Re: RFD: Kernel release numbering

From: Alan Cox
Date: Fri Mar 04 2005 - 06:04:13 EST


On Gwe, 2005-03-04 at 02:28, Andrew Morton wrote:
> > I would disagree, and I suspect anyone else who has maintained a distro
> > stable kernel would likewise. It needs one or more people who know who
> > to ask about stuff, are careful, have a good grounding in bug spotting,
> > races, common mistakes and know roughly how all the kernel works.
> > Maintainers aren't very good at it in general and they don't see
> > overlaps between areas very well.
> >
> That is all inappropriate activity for a 2.6.x.y tree as it is being
> proposed.
>
> Am I right?

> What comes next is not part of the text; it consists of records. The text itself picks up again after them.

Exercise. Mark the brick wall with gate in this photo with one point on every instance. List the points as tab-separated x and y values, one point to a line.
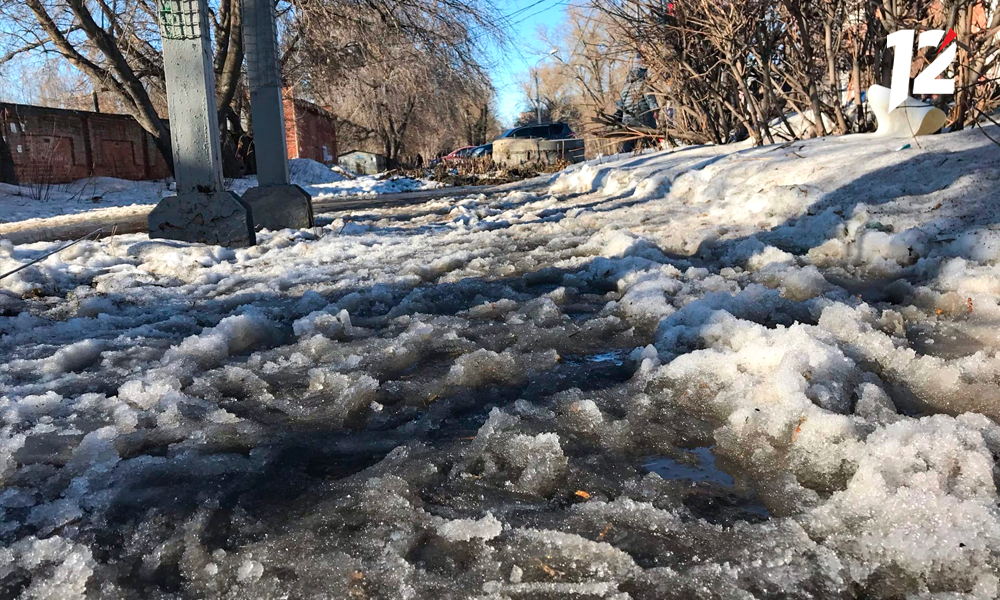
54	145
51	145
310	131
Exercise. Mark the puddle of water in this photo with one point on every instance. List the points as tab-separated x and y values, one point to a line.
614	357
702	468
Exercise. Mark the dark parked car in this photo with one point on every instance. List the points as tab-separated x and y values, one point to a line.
459	154
547	131
484	151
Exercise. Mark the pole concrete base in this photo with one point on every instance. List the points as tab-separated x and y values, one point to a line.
280	206
217	218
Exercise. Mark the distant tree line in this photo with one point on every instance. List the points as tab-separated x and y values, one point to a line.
770	70
401	76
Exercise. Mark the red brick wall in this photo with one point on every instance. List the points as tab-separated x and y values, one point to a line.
308	128
57	146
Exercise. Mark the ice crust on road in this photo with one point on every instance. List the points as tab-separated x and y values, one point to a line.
461	399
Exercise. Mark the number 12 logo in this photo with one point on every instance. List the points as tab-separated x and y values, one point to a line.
926	82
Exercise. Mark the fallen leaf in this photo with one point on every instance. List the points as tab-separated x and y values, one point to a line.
549	570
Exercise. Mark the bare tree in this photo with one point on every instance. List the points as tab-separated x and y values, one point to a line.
396	75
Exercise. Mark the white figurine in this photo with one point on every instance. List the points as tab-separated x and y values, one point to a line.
910	118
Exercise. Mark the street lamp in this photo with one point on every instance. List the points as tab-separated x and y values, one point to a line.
538	102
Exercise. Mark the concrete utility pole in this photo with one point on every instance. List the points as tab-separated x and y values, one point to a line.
275	202
202	211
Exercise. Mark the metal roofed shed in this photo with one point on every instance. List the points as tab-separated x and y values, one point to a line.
363	163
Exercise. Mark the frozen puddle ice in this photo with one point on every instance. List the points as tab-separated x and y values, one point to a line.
703	469
713	494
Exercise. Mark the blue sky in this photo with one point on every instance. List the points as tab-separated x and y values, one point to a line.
525	49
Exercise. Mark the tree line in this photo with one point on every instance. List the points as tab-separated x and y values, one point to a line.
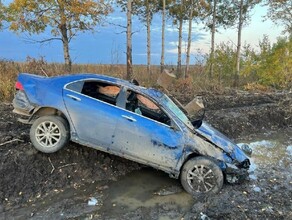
66	18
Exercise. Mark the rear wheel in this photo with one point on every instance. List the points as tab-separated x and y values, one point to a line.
201	176
49	134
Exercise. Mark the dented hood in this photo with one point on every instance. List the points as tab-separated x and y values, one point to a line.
221	141
216	137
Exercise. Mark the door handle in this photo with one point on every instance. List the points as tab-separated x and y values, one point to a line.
74	97
129	118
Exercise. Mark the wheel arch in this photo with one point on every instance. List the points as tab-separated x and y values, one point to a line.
47	111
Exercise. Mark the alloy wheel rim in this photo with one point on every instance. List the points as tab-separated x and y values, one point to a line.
201	178
48	134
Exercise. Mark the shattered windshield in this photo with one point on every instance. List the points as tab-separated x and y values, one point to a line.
166	101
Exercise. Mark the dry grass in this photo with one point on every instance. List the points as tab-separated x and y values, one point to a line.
183	89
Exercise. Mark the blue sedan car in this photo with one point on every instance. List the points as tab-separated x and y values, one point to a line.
124	119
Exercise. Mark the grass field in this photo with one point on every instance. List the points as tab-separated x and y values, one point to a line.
183	89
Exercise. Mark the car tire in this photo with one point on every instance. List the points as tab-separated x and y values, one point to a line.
201	176
49	134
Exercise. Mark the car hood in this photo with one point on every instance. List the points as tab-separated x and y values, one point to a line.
221	141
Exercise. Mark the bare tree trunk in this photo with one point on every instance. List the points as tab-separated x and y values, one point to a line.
240	24
189	41
179	44
213	30
162	37
65	41
148	38
129	40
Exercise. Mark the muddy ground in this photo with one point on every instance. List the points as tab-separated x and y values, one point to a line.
60	185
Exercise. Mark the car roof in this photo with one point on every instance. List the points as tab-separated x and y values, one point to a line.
88	76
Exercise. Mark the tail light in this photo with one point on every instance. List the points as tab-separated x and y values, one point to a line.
18	86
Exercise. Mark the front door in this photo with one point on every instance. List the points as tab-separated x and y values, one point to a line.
147	140
94	120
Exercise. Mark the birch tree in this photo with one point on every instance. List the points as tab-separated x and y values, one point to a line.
2	14
177	11
162	64
129	40
280	12
243	9
218	13
62	17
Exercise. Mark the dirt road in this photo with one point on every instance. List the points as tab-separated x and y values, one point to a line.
60	185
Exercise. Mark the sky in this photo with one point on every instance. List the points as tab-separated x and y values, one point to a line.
107	45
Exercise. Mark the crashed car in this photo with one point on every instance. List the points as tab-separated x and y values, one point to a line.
122	118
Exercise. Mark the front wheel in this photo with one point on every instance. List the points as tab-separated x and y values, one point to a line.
49	134
201	176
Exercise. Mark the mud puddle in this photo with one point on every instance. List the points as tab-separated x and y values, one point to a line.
145	189
152	194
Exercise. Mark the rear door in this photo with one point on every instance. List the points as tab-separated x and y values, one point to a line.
93	115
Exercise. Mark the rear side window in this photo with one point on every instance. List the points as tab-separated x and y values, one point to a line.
99	90
76	86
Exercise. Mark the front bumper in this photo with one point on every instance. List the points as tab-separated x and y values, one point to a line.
237	174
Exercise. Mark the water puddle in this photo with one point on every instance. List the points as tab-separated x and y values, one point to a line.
145	189
272	150
148	189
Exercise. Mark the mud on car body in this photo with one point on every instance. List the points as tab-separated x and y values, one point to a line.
124	119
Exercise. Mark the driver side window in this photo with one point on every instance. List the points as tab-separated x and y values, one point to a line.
144	106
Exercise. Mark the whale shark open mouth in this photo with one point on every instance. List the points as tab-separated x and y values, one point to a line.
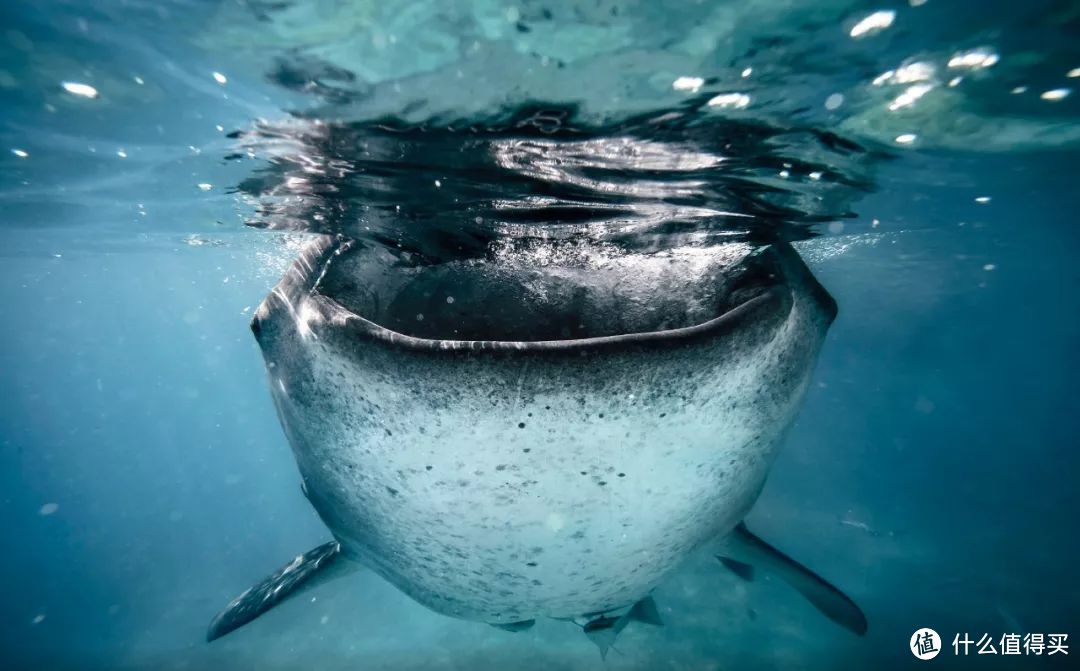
493	307
523	295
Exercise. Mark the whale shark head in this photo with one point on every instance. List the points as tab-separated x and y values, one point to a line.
548	430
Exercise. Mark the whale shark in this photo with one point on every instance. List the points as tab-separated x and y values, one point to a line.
544	431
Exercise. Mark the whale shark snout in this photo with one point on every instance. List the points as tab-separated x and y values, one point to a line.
545	431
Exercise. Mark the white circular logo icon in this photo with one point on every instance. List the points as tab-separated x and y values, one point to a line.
926	643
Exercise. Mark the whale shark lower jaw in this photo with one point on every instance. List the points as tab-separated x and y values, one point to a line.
543	432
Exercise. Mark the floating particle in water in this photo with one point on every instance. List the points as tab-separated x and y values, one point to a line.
737	101
1055	94
688	83
973	59
909	96
873	24
81	90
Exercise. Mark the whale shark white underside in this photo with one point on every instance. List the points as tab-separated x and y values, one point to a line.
503	440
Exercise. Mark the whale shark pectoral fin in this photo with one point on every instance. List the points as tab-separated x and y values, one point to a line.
832	602
646	611
742	569
603	630
518	626
309	569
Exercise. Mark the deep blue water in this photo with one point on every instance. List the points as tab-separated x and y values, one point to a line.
145	478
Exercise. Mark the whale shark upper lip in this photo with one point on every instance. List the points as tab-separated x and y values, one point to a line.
713	327
301	298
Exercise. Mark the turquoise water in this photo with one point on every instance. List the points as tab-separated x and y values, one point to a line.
925	170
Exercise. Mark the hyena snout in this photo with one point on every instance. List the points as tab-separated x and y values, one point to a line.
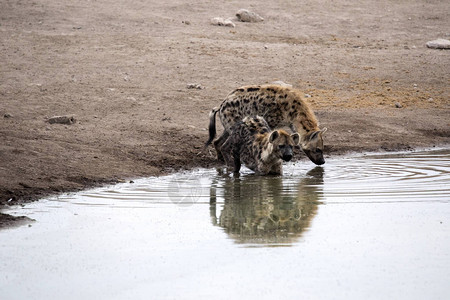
287	153
316	156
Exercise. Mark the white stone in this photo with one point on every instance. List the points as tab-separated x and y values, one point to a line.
439	44
245	15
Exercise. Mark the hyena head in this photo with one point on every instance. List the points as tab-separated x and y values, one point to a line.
312	145
283	143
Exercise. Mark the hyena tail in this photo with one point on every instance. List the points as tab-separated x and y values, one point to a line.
212	126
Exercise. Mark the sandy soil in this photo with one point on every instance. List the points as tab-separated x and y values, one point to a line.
122	69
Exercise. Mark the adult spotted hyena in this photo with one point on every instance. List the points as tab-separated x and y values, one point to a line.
253	143
280	106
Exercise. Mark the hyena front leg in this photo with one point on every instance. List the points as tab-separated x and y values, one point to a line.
218	144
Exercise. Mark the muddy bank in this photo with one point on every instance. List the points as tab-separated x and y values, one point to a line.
122	71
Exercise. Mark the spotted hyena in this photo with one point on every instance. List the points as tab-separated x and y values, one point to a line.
280	106
262	150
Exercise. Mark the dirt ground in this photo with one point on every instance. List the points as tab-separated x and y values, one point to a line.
122	69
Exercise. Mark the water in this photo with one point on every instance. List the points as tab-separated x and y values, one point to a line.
366	227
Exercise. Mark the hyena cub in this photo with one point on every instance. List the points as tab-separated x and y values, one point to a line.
280	106
262	150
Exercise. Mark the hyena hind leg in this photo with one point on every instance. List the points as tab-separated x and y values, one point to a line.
218	144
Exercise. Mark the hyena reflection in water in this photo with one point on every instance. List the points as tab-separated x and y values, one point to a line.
266	210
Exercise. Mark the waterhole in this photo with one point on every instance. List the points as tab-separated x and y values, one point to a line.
359	227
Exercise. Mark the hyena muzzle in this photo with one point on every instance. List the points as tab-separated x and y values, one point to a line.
280	106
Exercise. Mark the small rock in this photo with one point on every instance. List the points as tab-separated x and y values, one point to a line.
222	22
68	120
196	86
279	82
439	44
245	15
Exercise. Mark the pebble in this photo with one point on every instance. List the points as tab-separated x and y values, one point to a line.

All we're proposing here is a tree which has small fixups for
> reasonably serious problems. Almost without exception it would consist of
> backports.

Almost without exception maintainers will forget the backport (there are
some notable exceptions). Almost without exception maintainers will not
be aware that their backport fix clashes with another fix because that
isn't their concern.

Linus will try and sneak stuff in that is security but not mentioned
which has to be dug out (because the bad guys read the patches too).

And finally Linus throws the occasional gem into the backporting mix
because he will (rightly) do the long term fix that rearranges a lot of
code when the .x.y patch needs to be the ugly band aid.

So for example Linus will happily changed remap_vm_area to fix a
security bug by changing the API entirely and making it do some other
things. Or in the case of the exec bug he did a fix that defaulted any
missed fixes to unsafe. Fine for upstream where the goal is cleanness,
bad for .x.y because the arch people hadn't caught up and did have
remaining holes.

You also have to review the dependancy tree for a backport and what was
tested - so I skipped the NFS df fix as one example as it had never been
tested standalone only on a pile of other NFS fixes.